13. ### DTskkaii Thread Starter New Member

Jan 30, 2012
9
0
Alright so...
i need to do repeat calculations for 0.01xw0, 0.1xw0, w0 etc...
in order to find the voltages over the resistor for each different frequency, in order to then use the equation for gain = 20log(Vout/Vin) where Vin=Vs and Vout=voltage over resistor.

So, the part that has actual lengthy calculations is going from
-> get new frequency (0.01xw0)
-> use frequency to find impedances of parts in circuit in order to find total impendance ::: ZL=jwl=j(freq x L)=? , ZR=given , ZC=1/(-jwl)=1/(-j(freq x c)=?
:::ZT=Zr+Zl+Zc
From here, I need to find a formula to use to find the new current through the resistor incorporating the new impedance, correct?

14. ### t_n_k AAC Fanatic!

Mar 6, 2009
5,448
790
Consider the case of

We have

L = 4H
C = 3 x 10^(-10)F
R = 50 Ohms

XL=ωL=2886.75*4=11,547Ω
XC=1/(ωC)=1,154,701.1Ω

So the total impedance is

$Z_T=R+jX_L-jX_C=50+j11,547-j1,154,701.1 \ \Omega=50-j1,143,154.1\ \Omega$

This can be converted to polar form as

$Z_T=50-j1,143,154.1=1,143,154\angle{-1.57^o}$

From there the current is found as

$I_T=\frac{V_s}{Z_T}=\frac{141.4\angle{0^o}}{1,143,154\angle{-1.57^o}}=1.237E^{-4}\angle{+1.57^o}$

giving VR as

$V_R=50\ast I_T=50\ast 1.237E^{-4}\angle{+1.57^o}=6.185E^{-3}\angle{+1.57^o}$

and the output-to-input ratio of

$\frac{V_R}{V_s}=\frac{6.185E^{-3}\angle{+1.57^o}}{141.4\angle{0^o}}=4.374E^{-5}\angle{+1.57^o}$

and finally converting the absolute magnitude ratio to dB

$20log(\| \frac{V_{R}}{V_{s}} \|)=-87.2 \ dB$

There's a shortcut method which might be of interest if you can grasp the idea. It reduces the calculation workload significantly.

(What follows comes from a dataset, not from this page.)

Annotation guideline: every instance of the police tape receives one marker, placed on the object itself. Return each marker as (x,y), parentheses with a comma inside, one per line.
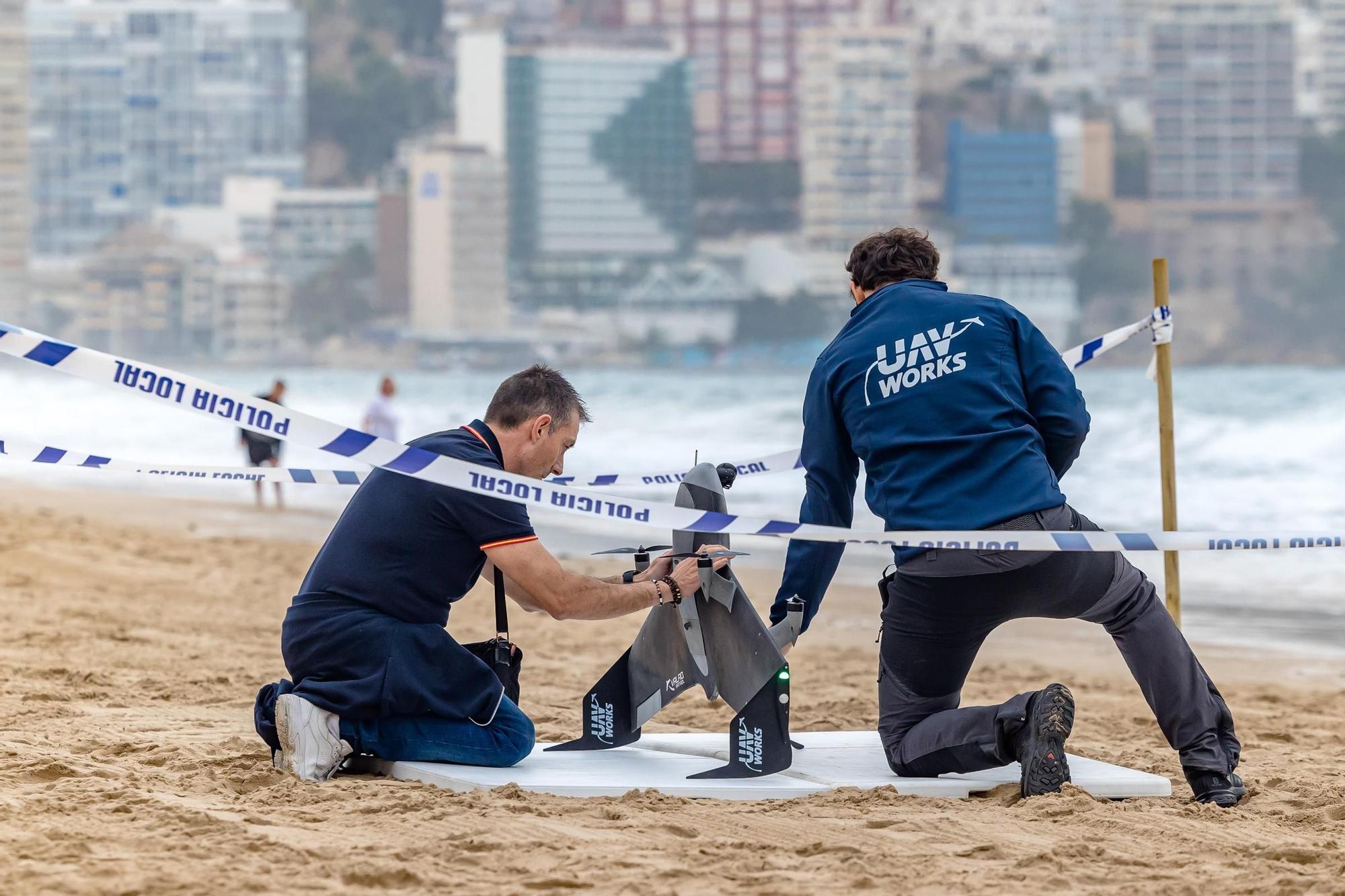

One can treat the output-to-input ratio as a complex voltage divider defined by the relationship

$\frac{V_{R}}{V_{s}}=\frac{R}{(Z_T)}=\frac{R}{(R+jX_L-jX_C)}$

$\frac{V_{R}}{V_{s}}=\frac{50}{1,143,154\angle{-1.57^o}}=4.374E^{-5}\angle{+1.57^o}$

and again

$20log(\| \frac{V_{R}}{V_{s}} \|)=-87.2 \ dB$

Last edited: Feb 2, 2012
15. ### DTskkaii Thread Starter New Member

Jan 30, 2012
9
0
Holy ****, thankyou!

It all makes sense now, even the shortcut version.. god it's nice to actually have it explained bare..

Do you happen to know of an online calculator that can do the final calculation of 20log "number and angle"?
I have been looking and trying to get it to work on my Casio CFX9850 for around 35 mins now.
Have done the full calculations for all 5 instances, just dont know how to do it on my calculator thats stopping me from hitting the home stretch haha.

Last edited: Feb 2, 2012
16. ### DTskkaii Thread Starter New Member

Jan 30, 2012
9
0
Don;t worry about that last post, I realised that gain is magnitude only.

17. ### t_n_k AAC Fanatic!

Mar 6, 2009
5,448
790
DTskkaii,

Re-check post #14 - there was an error in the polar notation argument sign for the impedance ZT. I've made the necessary changes.